Shares of Wynn Resorts (NASDAQ: WYNN) took a hit in Monday’s after-hours session despite the casino operator’s announcement of an enhanced share repurchase program worth $1 billion. The selloff was triggered by disappointing third-quarter results.
At this writing, Wynn’s stock was down 3.45% in extended trading after the company reported non-GAAP earnings per share of 90 cents on revenue of $1.69 billion for the third quarter. Analysts had anticipated earnings of $1.10 per share on sales of $1.73 billion. The performance in Macau, Wynn’s largest market, was a key factor behind the lackluster results. Revenue and earnings before interest, taxes, depreciation, amortization, and restructuring or rent costs (EBITDAR) at the Wynn Palace integrated resort declined on a year-over-year basis.

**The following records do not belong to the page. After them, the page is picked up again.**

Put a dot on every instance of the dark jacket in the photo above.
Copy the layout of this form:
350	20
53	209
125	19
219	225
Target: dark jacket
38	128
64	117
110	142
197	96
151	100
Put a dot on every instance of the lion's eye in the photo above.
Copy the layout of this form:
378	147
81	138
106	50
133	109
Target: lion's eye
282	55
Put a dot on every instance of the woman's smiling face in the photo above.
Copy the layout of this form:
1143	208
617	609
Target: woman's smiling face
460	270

Wynn Macau casino hotel showed improved results during the July to September period, but this performance was not strong enough to compensate for the declines at its sister property. Operating revenues from Wynn Macau amounted to $352 million for the third quarter of 2024, a rise of $56.9 million from $295 million in the same period of 2023. Adjusted Property EBITDAR for Wynn Macau was $100.6 million for the third quarter of 2024, compared to $77.9 million in the third quarter of 2023.
While the Chinese territory underperformed in the third quarter, it could become a growth driver in the current quarter, with analysts highlighting that October’s gross gaming revenue (GGR) in Macau exceeded expectations, potentially signaling a strong overall performance for the quarter.

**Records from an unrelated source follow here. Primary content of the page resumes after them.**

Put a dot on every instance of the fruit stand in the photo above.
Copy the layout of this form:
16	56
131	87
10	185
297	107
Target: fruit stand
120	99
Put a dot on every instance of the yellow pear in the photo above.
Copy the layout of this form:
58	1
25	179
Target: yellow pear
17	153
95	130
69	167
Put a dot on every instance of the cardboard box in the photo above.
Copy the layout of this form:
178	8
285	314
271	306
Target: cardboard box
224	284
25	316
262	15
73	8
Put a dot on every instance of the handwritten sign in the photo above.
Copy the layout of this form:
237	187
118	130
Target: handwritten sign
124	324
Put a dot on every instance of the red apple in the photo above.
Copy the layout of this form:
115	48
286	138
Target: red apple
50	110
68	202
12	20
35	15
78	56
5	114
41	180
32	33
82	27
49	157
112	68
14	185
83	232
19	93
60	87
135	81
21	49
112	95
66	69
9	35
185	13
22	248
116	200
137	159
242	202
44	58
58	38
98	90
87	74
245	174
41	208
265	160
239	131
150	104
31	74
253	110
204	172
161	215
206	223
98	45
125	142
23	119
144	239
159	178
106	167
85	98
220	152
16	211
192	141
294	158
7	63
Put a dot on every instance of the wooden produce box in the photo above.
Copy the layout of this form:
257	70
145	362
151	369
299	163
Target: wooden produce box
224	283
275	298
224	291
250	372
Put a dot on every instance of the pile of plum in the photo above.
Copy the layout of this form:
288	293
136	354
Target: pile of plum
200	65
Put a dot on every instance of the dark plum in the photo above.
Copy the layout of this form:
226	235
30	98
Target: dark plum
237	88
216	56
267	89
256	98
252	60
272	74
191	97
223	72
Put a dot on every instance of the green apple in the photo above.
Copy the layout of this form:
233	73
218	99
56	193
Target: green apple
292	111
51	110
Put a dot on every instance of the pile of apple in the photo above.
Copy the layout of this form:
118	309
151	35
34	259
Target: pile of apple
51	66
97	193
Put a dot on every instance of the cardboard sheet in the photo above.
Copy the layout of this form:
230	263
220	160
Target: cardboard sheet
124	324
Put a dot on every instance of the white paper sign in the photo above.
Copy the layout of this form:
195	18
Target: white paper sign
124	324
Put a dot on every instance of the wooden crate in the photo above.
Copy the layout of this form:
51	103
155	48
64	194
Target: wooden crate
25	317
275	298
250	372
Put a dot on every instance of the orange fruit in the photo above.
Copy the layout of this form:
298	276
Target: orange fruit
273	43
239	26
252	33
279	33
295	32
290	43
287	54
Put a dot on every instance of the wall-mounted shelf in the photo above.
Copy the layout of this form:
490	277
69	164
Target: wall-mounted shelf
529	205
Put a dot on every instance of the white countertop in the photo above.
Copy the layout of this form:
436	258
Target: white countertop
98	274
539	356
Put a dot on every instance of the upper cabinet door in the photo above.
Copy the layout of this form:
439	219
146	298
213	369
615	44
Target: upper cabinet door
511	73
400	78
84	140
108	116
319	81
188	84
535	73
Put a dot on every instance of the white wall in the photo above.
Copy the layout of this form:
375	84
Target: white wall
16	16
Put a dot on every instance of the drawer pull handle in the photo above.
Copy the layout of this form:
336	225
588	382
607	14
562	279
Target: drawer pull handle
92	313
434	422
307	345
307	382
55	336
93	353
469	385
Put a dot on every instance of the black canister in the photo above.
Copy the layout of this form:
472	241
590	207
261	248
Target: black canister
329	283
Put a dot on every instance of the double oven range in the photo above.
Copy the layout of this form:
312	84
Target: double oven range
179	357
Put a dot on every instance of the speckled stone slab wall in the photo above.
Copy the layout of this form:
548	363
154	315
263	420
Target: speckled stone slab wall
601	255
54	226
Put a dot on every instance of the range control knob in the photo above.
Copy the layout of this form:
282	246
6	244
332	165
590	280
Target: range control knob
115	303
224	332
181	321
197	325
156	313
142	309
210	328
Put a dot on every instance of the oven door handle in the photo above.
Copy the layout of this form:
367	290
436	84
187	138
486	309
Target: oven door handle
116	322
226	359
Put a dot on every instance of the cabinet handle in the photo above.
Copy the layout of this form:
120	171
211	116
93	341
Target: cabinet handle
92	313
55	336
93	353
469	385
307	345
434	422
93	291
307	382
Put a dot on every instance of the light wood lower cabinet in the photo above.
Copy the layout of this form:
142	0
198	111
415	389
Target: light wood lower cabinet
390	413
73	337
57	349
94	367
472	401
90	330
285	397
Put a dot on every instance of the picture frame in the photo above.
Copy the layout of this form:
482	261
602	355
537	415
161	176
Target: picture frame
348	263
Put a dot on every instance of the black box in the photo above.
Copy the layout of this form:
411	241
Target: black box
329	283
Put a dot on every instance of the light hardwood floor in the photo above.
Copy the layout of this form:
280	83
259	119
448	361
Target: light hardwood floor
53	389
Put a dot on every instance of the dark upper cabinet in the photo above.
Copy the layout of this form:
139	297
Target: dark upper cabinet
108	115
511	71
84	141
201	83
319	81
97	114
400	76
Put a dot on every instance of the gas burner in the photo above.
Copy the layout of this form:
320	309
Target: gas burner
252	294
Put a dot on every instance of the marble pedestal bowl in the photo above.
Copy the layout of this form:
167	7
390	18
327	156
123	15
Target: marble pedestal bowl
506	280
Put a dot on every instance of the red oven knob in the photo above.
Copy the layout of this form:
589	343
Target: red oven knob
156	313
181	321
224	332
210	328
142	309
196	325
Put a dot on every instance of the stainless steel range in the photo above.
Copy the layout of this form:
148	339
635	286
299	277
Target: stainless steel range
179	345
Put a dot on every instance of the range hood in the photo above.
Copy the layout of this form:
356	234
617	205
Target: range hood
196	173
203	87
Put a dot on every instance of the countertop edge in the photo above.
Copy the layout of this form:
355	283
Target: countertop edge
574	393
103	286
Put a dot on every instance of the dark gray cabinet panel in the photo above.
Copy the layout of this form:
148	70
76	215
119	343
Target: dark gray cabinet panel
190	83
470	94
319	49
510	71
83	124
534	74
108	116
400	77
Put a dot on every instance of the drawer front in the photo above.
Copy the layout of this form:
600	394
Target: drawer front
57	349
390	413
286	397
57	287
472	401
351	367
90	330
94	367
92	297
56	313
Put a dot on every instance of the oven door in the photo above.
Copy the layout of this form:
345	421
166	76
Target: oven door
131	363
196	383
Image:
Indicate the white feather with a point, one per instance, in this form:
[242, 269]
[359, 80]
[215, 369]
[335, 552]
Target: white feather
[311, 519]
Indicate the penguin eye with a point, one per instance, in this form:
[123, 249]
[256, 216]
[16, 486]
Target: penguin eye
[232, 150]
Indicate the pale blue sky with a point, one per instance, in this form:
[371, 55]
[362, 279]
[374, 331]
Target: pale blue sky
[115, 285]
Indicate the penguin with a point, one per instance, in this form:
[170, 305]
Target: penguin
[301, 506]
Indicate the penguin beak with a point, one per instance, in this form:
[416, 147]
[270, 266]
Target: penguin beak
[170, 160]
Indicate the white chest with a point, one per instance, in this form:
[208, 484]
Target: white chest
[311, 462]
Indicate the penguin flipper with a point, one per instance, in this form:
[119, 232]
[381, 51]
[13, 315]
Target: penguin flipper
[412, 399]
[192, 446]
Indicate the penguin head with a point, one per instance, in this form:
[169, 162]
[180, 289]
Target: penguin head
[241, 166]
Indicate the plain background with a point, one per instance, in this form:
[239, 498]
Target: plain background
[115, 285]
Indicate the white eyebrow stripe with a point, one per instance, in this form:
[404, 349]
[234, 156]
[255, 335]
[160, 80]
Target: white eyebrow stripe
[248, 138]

This year, several gaming companies have announced share repurchase programs. Wynn Resorts, based in Las Vegas, significantly boosted its existing buyback initiative. On Nov. 1, Wynn’s board approved the increase of the buyback program to $1 billion. As of Sept. 30, the previous buyback plan had $247.7 million in capacity remaining after Wynn repurchased $117.7 million of its own stock during the third quarter.
“We are excited about the outlook for the company, and we will continue to focus on driving long-term returns for shareholders,” stated CEO Craig Billings.
Wynn joins competitors like Caesars Entertainment (NASDAQ: CZR) and Las Vegas Sands (NYSE: LVS) in unveiling new buyback programs. The third-quarter buyback activity for Wynn was well-timed, occurring at an average price of $80.37, below the recent closing price of $95.65. By the end of September, Wynn had $1.34 billion in cash on hand and $11.79 billion in debt.
Wynn’s third-quarter performance was also impacted by its Las Vegas operations. Historically, Wynn has managed to balance out weak Macau results with strong performances in Las Vegas, but this was not the case from July through September.
During this period, revenue in Las Vegas declined by $11.8 million to $607.2 million, while adjusted property EBITDAR fell to $202.7 million from $219.7 million the previous year. The table games win percentage across Wynn’s two Las Vegas properties dropped to 23.3%, down from 26% during the same period last year.
This decline is indicative of the challenges Strip operators face with tough year-over-year comparisons, a point recently emphasized by analysts.